Prokuratura Okręgowa w Katowicach zamknęła śledztwo w tej sprawie, oskarżając sześciu mężczyzn – poinformowała w czwartek PAP rzeczniczka prokuratury Marta Zawada-Dybek.
„Wśród oskarżonych jest trzech hakerów. Odpowiedzą oni przed sądem za oszustwa na szkodę pięciu gmin, łączna wartość szkody wynosi 2 mln 113 tys. złotych. Mężczyźni ci oskarżeni zostali również o pranie brudnych pieniędzy na tę samą kwotę” - podała prok. Zawada-Dybek.
Dwaj kolejni oskarżeni to osoby powiązane z rachunkami bankowymi, na które wpłynęły pieniądze pochodzące z przestępstwa.
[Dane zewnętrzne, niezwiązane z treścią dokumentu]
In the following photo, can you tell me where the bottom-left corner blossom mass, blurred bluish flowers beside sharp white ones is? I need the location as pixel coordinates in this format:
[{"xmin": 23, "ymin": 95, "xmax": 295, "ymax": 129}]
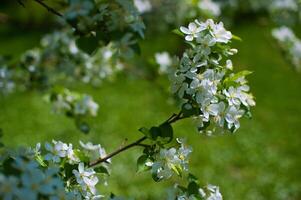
[{"xmin": 0, "ymin": 140, "xmax": 108, "ymax": 200}]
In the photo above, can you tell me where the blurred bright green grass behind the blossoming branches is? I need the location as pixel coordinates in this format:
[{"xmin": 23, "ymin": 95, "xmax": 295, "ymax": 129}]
[{"xmin": 0, "ymin": 21, "xmax": 301, "ymax": 200}]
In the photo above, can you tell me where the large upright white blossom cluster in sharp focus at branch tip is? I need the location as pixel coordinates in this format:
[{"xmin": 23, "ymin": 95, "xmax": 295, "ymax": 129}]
[{"xmin": 172, "ymin": 19, "xmax": 255, "ymax": 133}]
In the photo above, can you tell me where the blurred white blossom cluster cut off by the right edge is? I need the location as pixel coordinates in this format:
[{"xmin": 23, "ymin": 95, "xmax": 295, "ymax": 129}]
[{"xmin": 272, "ymin": 26, "xmax": 301, "ymax": 71}]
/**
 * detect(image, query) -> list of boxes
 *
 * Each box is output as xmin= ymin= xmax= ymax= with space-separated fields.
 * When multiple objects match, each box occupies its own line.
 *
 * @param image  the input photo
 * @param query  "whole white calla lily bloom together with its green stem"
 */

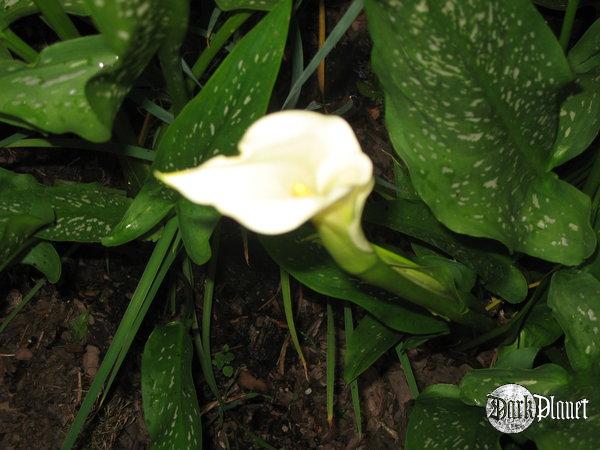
xmin=155 ymin=111 xmax=488 ymax=327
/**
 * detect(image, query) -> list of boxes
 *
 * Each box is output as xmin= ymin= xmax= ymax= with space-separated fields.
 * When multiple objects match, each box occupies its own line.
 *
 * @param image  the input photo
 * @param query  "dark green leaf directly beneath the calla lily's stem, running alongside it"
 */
xmin=261 ymin=227 xmax=448 ymax=334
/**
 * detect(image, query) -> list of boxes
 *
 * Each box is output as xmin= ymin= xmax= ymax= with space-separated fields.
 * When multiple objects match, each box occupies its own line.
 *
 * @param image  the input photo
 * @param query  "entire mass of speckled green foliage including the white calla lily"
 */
xmin=0 ymin=0 xmax=600 ymax=449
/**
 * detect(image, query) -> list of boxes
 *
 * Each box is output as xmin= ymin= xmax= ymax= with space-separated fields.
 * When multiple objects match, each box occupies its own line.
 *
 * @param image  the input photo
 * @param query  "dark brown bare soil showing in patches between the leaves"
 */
xmin=0 ymin=7 xmax=480 ymax=450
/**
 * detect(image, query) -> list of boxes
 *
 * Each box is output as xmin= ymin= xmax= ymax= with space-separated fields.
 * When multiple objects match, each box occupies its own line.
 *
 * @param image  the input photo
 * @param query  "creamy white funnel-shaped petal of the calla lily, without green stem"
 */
xmin=156 ymin=111 xmax=373 ymax=241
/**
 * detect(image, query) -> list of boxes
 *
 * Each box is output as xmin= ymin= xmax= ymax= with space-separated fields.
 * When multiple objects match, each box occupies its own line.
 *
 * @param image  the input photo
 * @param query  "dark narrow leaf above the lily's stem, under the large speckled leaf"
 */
xmin=365 ymin=200 xmax=527 ymax=303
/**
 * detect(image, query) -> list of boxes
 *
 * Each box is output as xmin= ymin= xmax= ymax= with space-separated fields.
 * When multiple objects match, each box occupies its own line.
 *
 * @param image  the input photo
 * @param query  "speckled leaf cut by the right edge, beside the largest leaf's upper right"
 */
xmin=551 ymin=20 xmax=600 ymax=166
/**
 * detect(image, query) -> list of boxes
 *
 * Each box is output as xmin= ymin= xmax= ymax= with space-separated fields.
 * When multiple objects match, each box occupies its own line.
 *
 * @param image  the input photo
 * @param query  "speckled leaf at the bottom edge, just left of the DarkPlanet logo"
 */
xmin=404 ymin=385 xmax=501 ymax=450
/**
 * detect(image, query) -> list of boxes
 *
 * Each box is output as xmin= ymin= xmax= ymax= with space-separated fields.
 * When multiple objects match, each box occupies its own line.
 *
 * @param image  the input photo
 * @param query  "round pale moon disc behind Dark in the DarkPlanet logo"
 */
xmin=485 ymin=384 xmax=536 ymax=433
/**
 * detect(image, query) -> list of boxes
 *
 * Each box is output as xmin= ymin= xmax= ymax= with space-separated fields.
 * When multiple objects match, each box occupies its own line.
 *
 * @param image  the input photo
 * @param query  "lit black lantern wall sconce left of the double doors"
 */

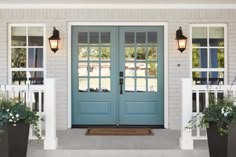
xmin=48 ymin=27 xmax=60 ymax=53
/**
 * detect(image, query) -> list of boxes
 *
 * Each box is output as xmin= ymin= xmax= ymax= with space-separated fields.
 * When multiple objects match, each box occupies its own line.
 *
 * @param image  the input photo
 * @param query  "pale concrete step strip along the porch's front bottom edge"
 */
xmin=27 ymin=149 xmax=209 ymax=157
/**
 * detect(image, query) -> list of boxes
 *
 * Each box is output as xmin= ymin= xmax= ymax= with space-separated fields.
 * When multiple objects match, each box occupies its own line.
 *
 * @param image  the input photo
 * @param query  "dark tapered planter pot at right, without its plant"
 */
xmin=207 ymin=123 xmax=236 ymax=157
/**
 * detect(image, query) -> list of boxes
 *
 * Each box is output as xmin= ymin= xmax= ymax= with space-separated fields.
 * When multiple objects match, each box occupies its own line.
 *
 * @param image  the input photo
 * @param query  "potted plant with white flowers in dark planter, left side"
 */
xmin=0 ymin=96 xmax=41 ymax=157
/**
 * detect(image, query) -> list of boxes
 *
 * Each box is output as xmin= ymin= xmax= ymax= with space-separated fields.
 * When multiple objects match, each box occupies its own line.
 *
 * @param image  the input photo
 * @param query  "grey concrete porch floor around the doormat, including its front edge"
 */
xmin=27 ymin=129 xmax=209 ymax=157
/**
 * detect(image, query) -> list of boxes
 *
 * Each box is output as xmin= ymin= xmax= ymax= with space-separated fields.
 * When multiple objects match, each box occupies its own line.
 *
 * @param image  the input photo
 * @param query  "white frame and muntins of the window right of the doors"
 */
xmin=189 ymin=24 xmax=228 ymax=85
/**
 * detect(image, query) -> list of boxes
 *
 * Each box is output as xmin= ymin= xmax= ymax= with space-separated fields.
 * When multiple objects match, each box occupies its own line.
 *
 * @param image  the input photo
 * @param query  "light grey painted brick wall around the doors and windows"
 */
xmin=0 ymin=9 xmax=236 ymax=129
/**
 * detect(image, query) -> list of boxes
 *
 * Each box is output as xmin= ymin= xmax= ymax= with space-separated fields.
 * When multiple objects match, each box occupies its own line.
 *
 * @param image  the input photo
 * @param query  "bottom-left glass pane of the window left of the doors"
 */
xmin=12 ymin=71 xmax=27 ymax=85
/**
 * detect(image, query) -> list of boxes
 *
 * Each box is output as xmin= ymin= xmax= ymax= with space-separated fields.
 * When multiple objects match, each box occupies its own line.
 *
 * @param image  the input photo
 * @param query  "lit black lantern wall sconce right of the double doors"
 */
xmin=176 ymin=27 xmax=187 ymax=53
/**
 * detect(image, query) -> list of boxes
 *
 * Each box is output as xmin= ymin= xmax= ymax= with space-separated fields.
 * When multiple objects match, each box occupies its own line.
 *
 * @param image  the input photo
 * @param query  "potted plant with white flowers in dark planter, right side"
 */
xmin=188 ymin=93 xmax=236 ymax=157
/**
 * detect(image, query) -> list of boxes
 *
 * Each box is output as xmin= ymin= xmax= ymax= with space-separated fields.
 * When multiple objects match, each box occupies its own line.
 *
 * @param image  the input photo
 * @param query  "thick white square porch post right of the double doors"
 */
xmin=179 ymin=78 xmax=193 ymax=149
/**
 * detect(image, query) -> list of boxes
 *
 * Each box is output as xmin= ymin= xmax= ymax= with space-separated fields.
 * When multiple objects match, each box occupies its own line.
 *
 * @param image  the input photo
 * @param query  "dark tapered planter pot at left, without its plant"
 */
xmin=0 ymin=122 xmax=29 ymax=157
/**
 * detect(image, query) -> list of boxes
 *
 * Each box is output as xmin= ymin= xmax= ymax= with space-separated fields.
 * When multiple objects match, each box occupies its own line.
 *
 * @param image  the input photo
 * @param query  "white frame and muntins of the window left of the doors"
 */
xmin=8 ymin=23 xmax=46 ymax=84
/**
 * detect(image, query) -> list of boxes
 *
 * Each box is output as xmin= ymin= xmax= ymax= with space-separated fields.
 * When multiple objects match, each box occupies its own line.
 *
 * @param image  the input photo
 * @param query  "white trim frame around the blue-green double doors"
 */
xmin=67 ymin=22 xmax=169 ymax=128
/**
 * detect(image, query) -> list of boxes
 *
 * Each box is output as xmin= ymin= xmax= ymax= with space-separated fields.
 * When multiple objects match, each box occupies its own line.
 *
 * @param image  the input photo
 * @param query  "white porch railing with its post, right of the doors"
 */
xmin=180 ymin=78 xmax=236 ymax=149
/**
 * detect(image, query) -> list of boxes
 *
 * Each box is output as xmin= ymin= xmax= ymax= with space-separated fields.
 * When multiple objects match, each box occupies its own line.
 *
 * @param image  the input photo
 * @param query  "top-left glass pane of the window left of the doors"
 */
xmin=11 ymin=27 xmax=26 ymax=46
Odpowiedzą teraz przed sądem za pomoc w oszustwach. Kolejna osoba oskarżona została o ukrywanie dokumentów. Zarzuty dotyczą okresu od listopada 2013 roku do 31 grudnia 2014 roku.
Prokuratorskie śledztwo zaczęło się przed rokiem, kiedy z konta Jaworzna (Śląskie) zniknęło ponad 965 tys. zł. Okazało się, że podczas procedury zatwierdzenia przelewu internetowego firmie budowlanej wykonującej usługi na rzecz miasta stworzony przez hakerów program podmienił numer rachunku, na który wysłano gotówkę. W rzeczywistości pieniądze trafiły na konta oszustów.
Urzędnicy zorientowali się, że pieniądze trafiły na niewłaściwy rachunek bankowy i złożyli zawiadomienie o popełnieniu przestępstwa. Oskarżeni pieniądze przekazywali na kolejne konta, aby ukryć ich pochodzenie. Część pieniędzy wymienili na wirtualnej giełdzie na bitcoiny.
W prowadzonym przez prokuraturę śledztwie okazało się, że ta sama grupa działając, w podobny sposób oszukała też cztery mniejsze gminy z województw: łódzkiego, podkarpackiego i mazowieckiego. Choć do tych oszustw doszło wcześniej, sprawców nie udało się wtedy ustalić.
Pięciu oskarżonych przyznało się do popełnienia zarzuconych im przestępstw i złożyło wyjaśnienia. Na początkowym etapie śledztwa byli aresztowani. Teraz stosowane są wobec nich wolnościowe środki zapobiegawcze. Grozi im kara do 15 lat pozbawienia wolności.